To dobra wiadomość dla zwolenników Lubelskiego Roweru Miejskiego. System będzie tej jesieni działać o miesiąc dłużej niż planowano. Ratusz uznał, że pogoda może i nie jest już letnia, ale wielu wciąż nie odstrasza od jazdy jednośladem.
Czytaj Dziennik Wschodni bez ograniczeń. Sprawdź naszą ofertę
Umowa między miastem a operatorem systemu mówi, że rowery znikają z ulic z końcem października. Ale ta sama umowa daje też miastu możliwość przesunięcia tego terminu. I z tej możliwości Ratusz postanowił skorzystać.
– Zdecydowałem się na wydłużenie sezonu do końca listopada – poinformował wczoraj lubelskie media Krzysztof Żuk, prezydent miasta. Oczywiście, jeśli pogoda mocno się pogorszy, to Ratusz będzie mógł wydać dyspozycję, by rowery wcześniej schować do magazynu i wymontować z wypożyczalni elektroniczne terminale.
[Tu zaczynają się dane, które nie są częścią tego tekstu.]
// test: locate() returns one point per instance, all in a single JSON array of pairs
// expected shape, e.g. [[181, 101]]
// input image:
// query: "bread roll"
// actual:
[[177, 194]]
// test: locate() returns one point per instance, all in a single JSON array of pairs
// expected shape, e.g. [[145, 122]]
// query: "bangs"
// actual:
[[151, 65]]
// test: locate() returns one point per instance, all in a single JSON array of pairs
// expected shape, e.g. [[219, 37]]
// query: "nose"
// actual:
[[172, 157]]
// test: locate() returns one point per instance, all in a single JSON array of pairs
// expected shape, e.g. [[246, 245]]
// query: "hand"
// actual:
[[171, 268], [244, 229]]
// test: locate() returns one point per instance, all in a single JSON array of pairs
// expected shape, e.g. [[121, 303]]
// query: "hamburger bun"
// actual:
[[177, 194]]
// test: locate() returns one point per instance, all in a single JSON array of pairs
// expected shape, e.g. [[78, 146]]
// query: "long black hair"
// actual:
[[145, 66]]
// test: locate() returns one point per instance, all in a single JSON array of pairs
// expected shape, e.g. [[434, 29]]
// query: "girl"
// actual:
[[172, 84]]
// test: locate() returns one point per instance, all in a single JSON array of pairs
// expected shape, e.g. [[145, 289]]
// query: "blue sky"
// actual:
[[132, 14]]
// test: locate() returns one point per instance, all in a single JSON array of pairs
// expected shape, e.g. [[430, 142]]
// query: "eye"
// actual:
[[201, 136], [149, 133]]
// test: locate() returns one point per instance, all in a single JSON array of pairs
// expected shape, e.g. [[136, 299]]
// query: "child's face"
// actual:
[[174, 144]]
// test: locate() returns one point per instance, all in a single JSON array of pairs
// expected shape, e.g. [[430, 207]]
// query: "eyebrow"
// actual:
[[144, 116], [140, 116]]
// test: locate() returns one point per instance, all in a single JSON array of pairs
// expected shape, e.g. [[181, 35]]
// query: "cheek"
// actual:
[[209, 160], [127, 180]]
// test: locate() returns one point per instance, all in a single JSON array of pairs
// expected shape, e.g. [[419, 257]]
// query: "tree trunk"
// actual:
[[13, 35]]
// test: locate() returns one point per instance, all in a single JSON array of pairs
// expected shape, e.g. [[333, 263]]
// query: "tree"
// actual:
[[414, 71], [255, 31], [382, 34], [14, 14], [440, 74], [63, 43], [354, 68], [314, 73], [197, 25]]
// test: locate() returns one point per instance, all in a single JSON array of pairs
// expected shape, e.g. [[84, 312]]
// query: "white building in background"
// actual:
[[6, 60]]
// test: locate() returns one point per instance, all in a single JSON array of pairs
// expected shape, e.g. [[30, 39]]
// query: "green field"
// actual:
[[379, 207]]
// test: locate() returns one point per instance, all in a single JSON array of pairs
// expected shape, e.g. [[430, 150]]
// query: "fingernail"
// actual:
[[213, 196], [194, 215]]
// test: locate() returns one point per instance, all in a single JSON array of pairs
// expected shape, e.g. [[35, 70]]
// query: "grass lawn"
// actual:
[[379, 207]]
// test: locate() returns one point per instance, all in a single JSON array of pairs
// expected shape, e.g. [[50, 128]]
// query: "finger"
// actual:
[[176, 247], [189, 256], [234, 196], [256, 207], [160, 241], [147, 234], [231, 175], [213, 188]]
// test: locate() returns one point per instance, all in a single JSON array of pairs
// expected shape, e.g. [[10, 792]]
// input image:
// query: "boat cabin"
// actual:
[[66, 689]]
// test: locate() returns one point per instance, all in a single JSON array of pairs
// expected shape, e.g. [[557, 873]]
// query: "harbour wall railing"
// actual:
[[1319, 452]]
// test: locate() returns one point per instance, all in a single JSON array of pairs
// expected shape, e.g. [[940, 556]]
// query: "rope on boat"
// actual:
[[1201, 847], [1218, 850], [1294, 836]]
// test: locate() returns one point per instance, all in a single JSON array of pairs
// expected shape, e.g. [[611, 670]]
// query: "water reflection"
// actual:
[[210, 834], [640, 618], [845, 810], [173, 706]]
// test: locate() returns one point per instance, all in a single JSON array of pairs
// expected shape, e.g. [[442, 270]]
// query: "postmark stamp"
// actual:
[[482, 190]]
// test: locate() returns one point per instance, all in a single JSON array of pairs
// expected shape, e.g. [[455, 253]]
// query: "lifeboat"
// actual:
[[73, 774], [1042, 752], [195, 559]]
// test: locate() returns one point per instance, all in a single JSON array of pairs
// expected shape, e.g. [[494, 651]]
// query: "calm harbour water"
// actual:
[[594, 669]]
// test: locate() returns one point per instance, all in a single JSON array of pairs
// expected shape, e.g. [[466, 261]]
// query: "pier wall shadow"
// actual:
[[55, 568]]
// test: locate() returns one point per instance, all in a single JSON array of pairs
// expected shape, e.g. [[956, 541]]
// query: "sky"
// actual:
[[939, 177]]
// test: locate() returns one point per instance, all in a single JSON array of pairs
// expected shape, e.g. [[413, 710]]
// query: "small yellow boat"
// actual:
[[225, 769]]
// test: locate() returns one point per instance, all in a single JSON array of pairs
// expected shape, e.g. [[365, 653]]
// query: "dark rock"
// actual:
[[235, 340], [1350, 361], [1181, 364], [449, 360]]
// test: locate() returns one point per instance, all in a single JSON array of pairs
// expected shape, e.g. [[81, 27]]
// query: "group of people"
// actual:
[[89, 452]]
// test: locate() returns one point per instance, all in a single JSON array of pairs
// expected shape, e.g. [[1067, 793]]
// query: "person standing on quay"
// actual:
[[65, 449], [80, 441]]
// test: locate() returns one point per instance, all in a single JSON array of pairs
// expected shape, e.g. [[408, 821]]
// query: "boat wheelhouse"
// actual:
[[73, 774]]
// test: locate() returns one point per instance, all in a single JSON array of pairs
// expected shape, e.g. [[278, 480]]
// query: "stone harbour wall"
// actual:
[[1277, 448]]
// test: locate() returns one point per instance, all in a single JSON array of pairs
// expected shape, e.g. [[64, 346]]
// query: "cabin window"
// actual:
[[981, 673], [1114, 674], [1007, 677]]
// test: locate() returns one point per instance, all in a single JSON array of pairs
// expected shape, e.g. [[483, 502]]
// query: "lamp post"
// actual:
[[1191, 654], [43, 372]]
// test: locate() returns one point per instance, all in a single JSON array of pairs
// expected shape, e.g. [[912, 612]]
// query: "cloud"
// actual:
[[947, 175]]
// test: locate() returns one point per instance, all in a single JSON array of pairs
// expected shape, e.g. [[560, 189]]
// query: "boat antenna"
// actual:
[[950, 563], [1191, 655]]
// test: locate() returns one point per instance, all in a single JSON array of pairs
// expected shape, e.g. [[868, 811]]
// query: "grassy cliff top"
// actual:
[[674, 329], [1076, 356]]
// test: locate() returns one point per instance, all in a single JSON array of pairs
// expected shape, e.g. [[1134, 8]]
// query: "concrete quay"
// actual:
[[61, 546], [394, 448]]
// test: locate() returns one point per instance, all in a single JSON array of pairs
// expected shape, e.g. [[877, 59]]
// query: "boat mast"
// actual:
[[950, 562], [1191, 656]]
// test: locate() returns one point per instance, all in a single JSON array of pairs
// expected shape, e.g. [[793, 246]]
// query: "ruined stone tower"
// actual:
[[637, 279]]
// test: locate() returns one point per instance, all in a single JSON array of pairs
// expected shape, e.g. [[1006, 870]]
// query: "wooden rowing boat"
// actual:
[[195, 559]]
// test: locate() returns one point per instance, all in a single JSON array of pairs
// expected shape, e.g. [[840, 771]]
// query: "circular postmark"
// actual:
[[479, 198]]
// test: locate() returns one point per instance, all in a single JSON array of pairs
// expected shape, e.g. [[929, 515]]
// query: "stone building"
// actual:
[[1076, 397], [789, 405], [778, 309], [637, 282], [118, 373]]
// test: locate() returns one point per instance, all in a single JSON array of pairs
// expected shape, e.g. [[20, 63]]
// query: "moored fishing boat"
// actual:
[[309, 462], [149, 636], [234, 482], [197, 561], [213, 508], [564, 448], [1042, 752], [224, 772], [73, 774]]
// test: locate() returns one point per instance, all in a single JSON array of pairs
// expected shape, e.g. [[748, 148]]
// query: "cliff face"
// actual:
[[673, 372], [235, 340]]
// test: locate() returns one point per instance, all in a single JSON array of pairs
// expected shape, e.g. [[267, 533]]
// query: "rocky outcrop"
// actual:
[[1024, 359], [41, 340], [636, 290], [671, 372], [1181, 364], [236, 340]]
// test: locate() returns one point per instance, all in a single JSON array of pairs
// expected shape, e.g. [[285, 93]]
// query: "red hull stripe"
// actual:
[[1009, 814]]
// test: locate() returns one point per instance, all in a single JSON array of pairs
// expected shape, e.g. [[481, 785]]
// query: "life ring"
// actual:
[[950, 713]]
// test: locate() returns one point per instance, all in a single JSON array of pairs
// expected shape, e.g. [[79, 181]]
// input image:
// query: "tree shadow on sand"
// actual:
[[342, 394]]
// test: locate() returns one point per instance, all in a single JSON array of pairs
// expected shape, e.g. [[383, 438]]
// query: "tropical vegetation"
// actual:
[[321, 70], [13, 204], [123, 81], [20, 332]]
Na wydłużenie sezonu miasto zdecydowało się już po raz drugi. Dodajmy, że w tym roku jednoślady wystawiono na ulice wcześniej, niż w umownym terminie 1 kwietnia, bo już na pierwszy dzień wiosny.
– W ciągu 220 dni sezonu lublinianie skorzystali z rowerów 828 540 razy, czyli o 400 tysięcy razy więcej niż przez cały ubiegły rok – informuje Michał Dąbrowski z firmy Nextbike, która jest operatorem Lubelskiego Roweru Miejskiego.
Taki wynik może być efektem rozbudowy systemu. – Sezon 2016 Lubelski Rower Miejski rozpoczął z podwojoną liczbą stacji i jednośladów – podkreśla Karol Kieliszek z Urzędu Miasta. – Do dyspozycji mieszkańców jest 90 stacji i 891 rowerów – dodaje. Siedem wypożyczalni znajduje się w Świdniku, za ich montaż płaciły świdnickie samorządy: miejski i powiatowy. W tym roku do systemu zapisało się prawie 23 tys. nowych użytkowników. Łącznie zarejestrowane są 64 194 osoby.
Po zakończeniu sezonu rowery trafią do magazynu i przejdą konserwację. A miasto zastanowi się w tym czasie, które stacje powinny być przeniesione. Umowa z operatorem przewiduje, że w każdym sezonie miasto może sobie kazać przenieść pięć wypożyczalni, bez dodatkowych opłat. Taka przeprowadzka może czekać stacje, które są najmniej popularne, jak ta obok pętli autobusowej przy ul. Zbożowej, albo przy ul. Nałęczowskiej w pobliżu kościoła.